One way to do this is to handle each constructor for a Region (and a Shape for those cases) and reflect those in the x-axis, i.e.
flipX :: Region -> Region
flipX (Translate (a,b) r) = Translate (a,-b) (flipX r)
flipX (Scale (a,b) r) = Scale (a,-b) (flipX r)
flipX (Complement r) = Complement (flipX r)
flipX (r1 `Union` r2) = (flipX r1) `Union` (flipX r2)
flipX (r1 `Intersect` r2) = (flipX r1) `Intersect` (flipX r2)
flipX (HalfPlane (x1,y1) (x2,y2)) = HalfPlane (x2,-y2) (x1,-y1)
flipX Empty = Empty
flipX (Shape s) = Shape (flipXShape s)
where flipXShape (RtTriangle a b) = RtTriangle a (-b)
flipXShape (Polygon vs) = Polygon (map ((x,y) -> (x,-y)) vs)
flipXShape s = s
And similarly (negating the x-coordinate) for flipY. Note that the order of points must change in HalfPlane, and should also be reversed in flipping a Polygon if we had the clockwise ordering constraint.
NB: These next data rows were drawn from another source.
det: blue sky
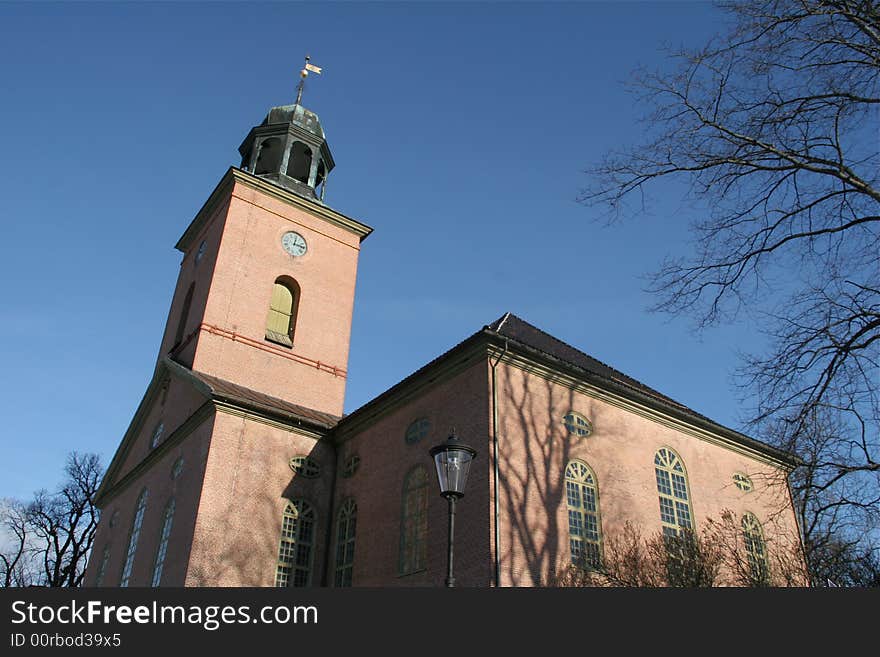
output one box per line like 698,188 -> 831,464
0,2 -> 760,497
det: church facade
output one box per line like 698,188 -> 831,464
85,96 -> 800,586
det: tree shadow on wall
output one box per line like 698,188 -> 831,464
498,376 -> 574,586
187,443 -> 336,587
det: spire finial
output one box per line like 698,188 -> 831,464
296,55 -> 321,105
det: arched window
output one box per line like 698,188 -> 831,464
254,137 -> 282,175
151,497 -> 174,586
400,465 -> 428,575
275,500 -> 315,586
287,141 -> 312,184
172,283 -> 196,348
742,513 -> 770,584
119,488 -> 147,586
266,276 -> 299,347
335,500 -> 357,586
95,543 -> 110,586
654,447 -> 693,536
565,461 -> 602,568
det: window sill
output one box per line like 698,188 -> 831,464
266,331 -> 293,349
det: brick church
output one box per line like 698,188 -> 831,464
85,89 -> 799,587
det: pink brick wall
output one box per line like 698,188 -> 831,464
498,365 -> 797,586
186,413 -> 336,586
84,410 -> 213,586
189,183 -> 360,415
331,361 -> 492,586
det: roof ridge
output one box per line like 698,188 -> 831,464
496,313 -> 695,412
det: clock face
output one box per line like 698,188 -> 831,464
281,232 -> 308,256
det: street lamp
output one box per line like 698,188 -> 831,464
429,431 -> 477,587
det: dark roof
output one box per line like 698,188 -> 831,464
190,370 -> 340,429
261,105 -> 324,139
486,313 -> 693,412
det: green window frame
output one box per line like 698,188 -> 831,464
565,460 -> 602,569
95,543 -> 110,586
119,488 -> 147,586
742,512 -> 770,584
398,465 -> 428,575
733,472 -> 754,493
287,455 -> 321,479
403,417 -> 431,445
654,447 -> 694,536
275,499 -> 317,587
562,411 -> 593,438
150,497 -> 174,586
266,276 -> 299,347
334,499 -> 357,587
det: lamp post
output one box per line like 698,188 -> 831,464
429,431 -> 477,587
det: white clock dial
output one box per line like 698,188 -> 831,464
281,231 -> 308,256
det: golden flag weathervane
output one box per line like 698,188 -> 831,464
296,55 -> 321,105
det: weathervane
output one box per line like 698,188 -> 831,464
296,55 -> 321,105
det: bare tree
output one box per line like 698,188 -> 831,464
0,499 -> 33,587
0,452 -> 102,587
580,0 -> 880,581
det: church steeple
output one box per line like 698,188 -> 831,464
238,104 -> 335,199
238,55 -> 334,201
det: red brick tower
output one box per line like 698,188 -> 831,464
85,92 -> 371,586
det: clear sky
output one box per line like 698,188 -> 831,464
0,2 -> 759,497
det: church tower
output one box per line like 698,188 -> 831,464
85,74 -> 372,586
160,96 -> 370,415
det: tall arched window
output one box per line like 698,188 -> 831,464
150,497 -> 174,586
335,499 -> 357,586
266,276 -> 299,347
742,513 -> 770,584
565,461 -> 602,568
119,488 -> 147,586
95,543 -> 110,586
287,141 -> 312,184
275,500 -> 315,586
173,283 -> 196,347
654,447 -> 693,536
400,465 -> 428,575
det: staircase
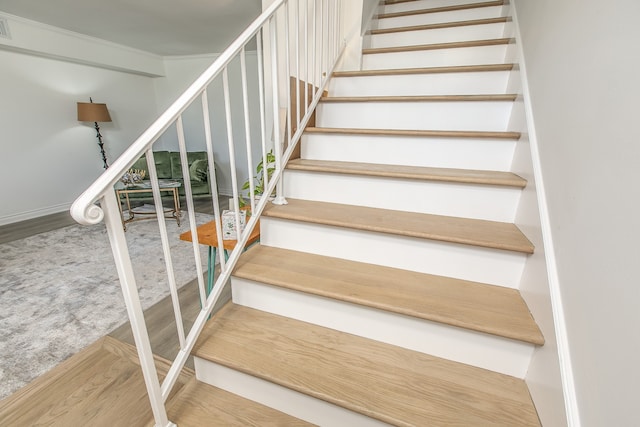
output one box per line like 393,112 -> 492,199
182,0 -> 544,426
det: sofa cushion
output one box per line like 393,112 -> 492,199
189,159 -> 208,182
169,151 -> 208,182
131,151 -> 171,179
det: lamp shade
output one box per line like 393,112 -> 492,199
78,102 -> 111,122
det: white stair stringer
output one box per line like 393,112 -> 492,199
260,217 -> 527,289
301,133 -> 517,171
194,357 -> 388,427
284,170 -> 522,222
316,101 -> 513,131
378,0 -> 500,13
328,71 -> 510,97
371,6 -> 506,29
367,22 -> 510,48
232,277 -> 534,378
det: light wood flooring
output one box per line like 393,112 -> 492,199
0,196 -> 235,426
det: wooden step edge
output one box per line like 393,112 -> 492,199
331,64 -> 515,78
362,37 -> 514,55
374,0 -> 505,19
367,16 -> 511,36
195,304 -> 540,427
166,377 -> 313,426
263,199 -> 535,254
233,245 -> 545,346
305,127 -> 521,140
286,159 -> 527,188
384,0 -> 417,6
320,94 -> 518,103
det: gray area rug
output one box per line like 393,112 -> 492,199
0,214 -> 211,399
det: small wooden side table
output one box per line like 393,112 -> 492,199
180,213 -> 260,296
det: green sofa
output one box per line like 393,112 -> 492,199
131,151 -> 211,197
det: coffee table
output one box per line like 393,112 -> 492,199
115,179 -> 182,231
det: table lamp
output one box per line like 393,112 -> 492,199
78,98 -> 111,169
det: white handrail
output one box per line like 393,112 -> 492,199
71,0 -> 345,427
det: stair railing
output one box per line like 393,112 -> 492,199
71,0 -> 345,427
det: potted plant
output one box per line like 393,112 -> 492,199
238,150 -> 276,208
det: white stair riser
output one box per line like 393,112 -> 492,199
328,71 -> 511,96
284,170 -> 522,222
367,23 -> 506,48
194,357 -> 388,427
362,45 -> 507,70
231,277 -> 534,378
260,217 -> 527,288
379,0 -> 498,13
371,6 -> 506,29
316,101 -> 513,131
301,134 -> 517,171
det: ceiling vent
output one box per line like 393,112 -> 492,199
0,16 -> 11,39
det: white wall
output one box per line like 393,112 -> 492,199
515,0 -> 640,426
0,50 -> 155,224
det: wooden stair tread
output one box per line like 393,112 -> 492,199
375,0 -> 504,19
263,199 -> 534,254
167,378 -> 313,427
287,159 -> 527,188
362,37 -> 513,55
194,303 -> 539,426
233,245 -> 544,345
320,94 -> 517,103
304,127 -> 520,140
368,16 -> 510,36
332,64 -> 514,77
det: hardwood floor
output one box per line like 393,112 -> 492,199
0,198 -> 231,426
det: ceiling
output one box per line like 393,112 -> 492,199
0,0 -> 262,56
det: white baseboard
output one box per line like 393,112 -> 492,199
0,203 -> 71,225
511,4 -> 580,427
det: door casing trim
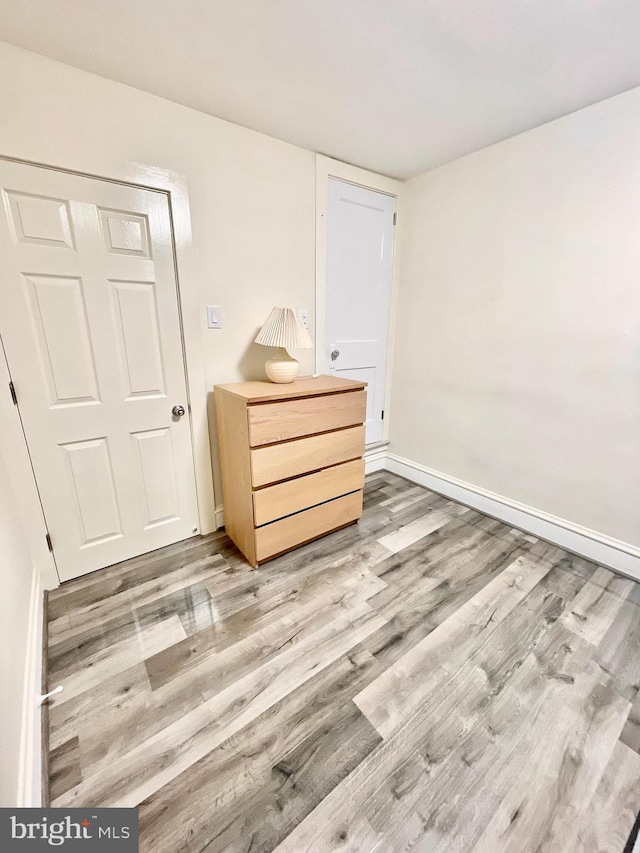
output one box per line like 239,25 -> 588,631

Another way to solve this exercise is to use the Scale constructor on a Region:
flipX :: Region -> Region
flipX r = Scale (1, -1) r
flipY :: Region -> Region
flipY r = Scale (-1, 1) r
2 responses to “Exercise 8.7”
Wow, that Scale solution is really good one.
2 minor errors in the first solution:
> flipX (Scale (a,b) r) = Scale (a,-b) (flipX r)
flipX (Scale (a,b) r) = Scale (a,b) (flipX r)
> flipXShape (Polygon vs) = Polygon (map ((x,y) -> (x,-y)) vs)
flipXShape (Polygon vs) = Polygon (map (\ (x,y) -> (x,-y)) vs)